The Tikkun ended on the roof of the JCC with a final 4:15 A.M. concert.

I cannot deny I felt like a macho-Jew for having stayed the course.

The JCC’s Senior Director of Development, Mindy Schachtman, smiled when she saw me. “You made it to Sinai,” she said.

As the A cappella group from Queens College, “Tizmoret,” started their fourth song, I wished it weren’t so cold or tired.

But as I bid my goodbyes on the roof and took the elevator down to the lobby, I was aware of feeling full.

I’d been buoyed by the fizziness of the evening and moved by what it symbolizes in 2015. This particular party was a microcosm of my year of exploring every holiday: too many smart rabbis to interview, too many worship experiences to try, too many perspectives to include.

I may sound naively astonished, but there are sometimes moments that demand astonishment.

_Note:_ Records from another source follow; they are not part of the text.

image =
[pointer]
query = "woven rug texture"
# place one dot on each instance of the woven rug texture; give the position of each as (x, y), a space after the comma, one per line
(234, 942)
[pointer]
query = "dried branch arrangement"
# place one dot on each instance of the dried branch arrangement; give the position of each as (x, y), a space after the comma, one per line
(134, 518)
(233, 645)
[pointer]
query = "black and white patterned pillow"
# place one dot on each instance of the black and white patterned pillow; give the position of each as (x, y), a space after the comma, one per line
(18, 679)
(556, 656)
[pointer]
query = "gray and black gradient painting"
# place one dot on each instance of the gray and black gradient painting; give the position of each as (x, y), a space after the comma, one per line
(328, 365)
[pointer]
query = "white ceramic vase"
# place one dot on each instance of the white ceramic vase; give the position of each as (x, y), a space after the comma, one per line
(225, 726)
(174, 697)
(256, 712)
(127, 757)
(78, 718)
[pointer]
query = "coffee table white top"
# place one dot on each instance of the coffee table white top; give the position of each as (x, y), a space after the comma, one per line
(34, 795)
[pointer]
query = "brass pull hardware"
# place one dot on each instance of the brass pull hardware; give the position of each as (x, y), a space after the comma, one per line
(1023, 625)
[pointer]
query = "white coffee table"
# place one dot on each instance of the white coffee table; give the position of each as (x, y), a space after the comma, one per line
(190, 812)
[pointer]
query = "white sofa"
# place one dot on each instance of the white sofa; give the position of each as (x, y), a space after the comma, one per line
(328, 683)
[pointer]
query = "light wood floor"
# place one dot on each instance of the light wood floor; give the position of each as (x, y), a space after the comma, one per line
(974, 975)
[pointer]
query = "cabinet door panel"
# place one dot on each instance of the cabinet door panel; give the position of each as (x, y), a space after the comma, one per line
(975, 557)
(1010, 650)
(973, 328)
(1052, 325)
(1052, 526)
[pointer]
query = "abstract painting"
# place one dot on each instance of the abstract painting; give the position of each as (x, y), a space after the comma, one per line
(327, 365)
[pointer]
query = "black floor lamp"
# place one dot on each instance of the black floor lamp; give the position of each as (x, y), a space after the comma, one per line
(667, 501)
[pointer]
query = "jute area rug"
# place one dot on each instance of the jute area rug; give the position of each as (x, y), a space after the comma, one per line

Look how many people came to study, question, argue, move, sing, engage, connect and inform. Look how much cheesecake we ate.

And though I was not surprised by the range of instructors, I was grateful for them. I couldn’t get to them all.

So Shavuot made me feel grateful for all the teachers.

And grateful that there are so many iterations of what it means to revisit Sinai.

And grateful that more than three thousand people were smart enough to want to keep learning.

As I climbed into bed at 5 A.M., the sun was rising, painting the black sky a soft purple-blue. After such a marathon day, I needed rest. But I also felt revived.